We are delighted to announce our call for papers for the project’s Australian conference! The deadline for submissions is 30 November. We particularly encourage proposals from postgraduates, early career researchers, independent researchers, family historians and public historians. (Also, although the CFP doesn’t mention such new-fangled things, if you’d like to present at a poster session or in an alternative format to the standard academic presentation, I’d urge you to get in touch, as early as possible, outlining your proposal.)
Call for Papers
Submissions are invited for a conference to be held at the University of Tasmania, 22-24 June 2016 on the digital humanities and the history of prisons, the law, courts and convict transportation systems. The conference will address ways in which the increasing amounts of data generated by criminal justice systems available in digital form can be used to shed light on the past. An exciting aspect of the meeting is that it represents an opportunity to bring together researchers from four existing high profile collaborations:
- Digital Panopticon (Universities of Liverpool, Sheffield, Sussex, Oxford, Tasmania) funded by the Arts and Humanities Research Council, UK
- Founders and Survivors (Universities of Melbourne, Tasmania, Guelph, Liverpool, Illinois) funded by the Australian Research Council
- Carceral Archipelago (Leicester) funded by the European Community
- The Prosecution Project (Griffith University) funded by the Australian Research Council.

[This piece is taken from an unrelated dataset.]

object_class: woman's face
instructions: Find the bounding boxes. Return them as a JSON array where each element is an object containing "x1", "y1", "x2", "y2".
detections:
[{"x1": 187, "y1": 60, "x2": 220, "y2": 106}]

Papers which address the theme of the conference from researchers not affiliated with these research teams are also encouraged, including research higher degree students and family historians. Submissions will be particularly welcome which explore the ways in which digital technologies can enhance research understandings in the following areas:
- Life course offending including the onset of offending and factors contributing to desistence.
- The intergenerational impacts of offending and punishment.
- Digital dark tourism or ways in which the availability of electronic data has shaped the packaging criminal justice history and the ethical implications associated with increasing availability of data.
- Opportunities for using prison, transportation and criminal justice data to explore the history of the family.
- The relationship between colonisation, unfree labour and penal transportation.
- The analysis of court reporting (including digitised newspapers) and prisoner and witness testimony.
- Ways in which data visualisation techniques including GIS, 3D and digital mapping can be used to explore criminal justice data.
- The analysis of biometric data including information about age, height, literacy, scars, injuries and tattoos.
- The law, penal policy and changing social conditions.
- The epistemology of court, criminal and other penal record keeping.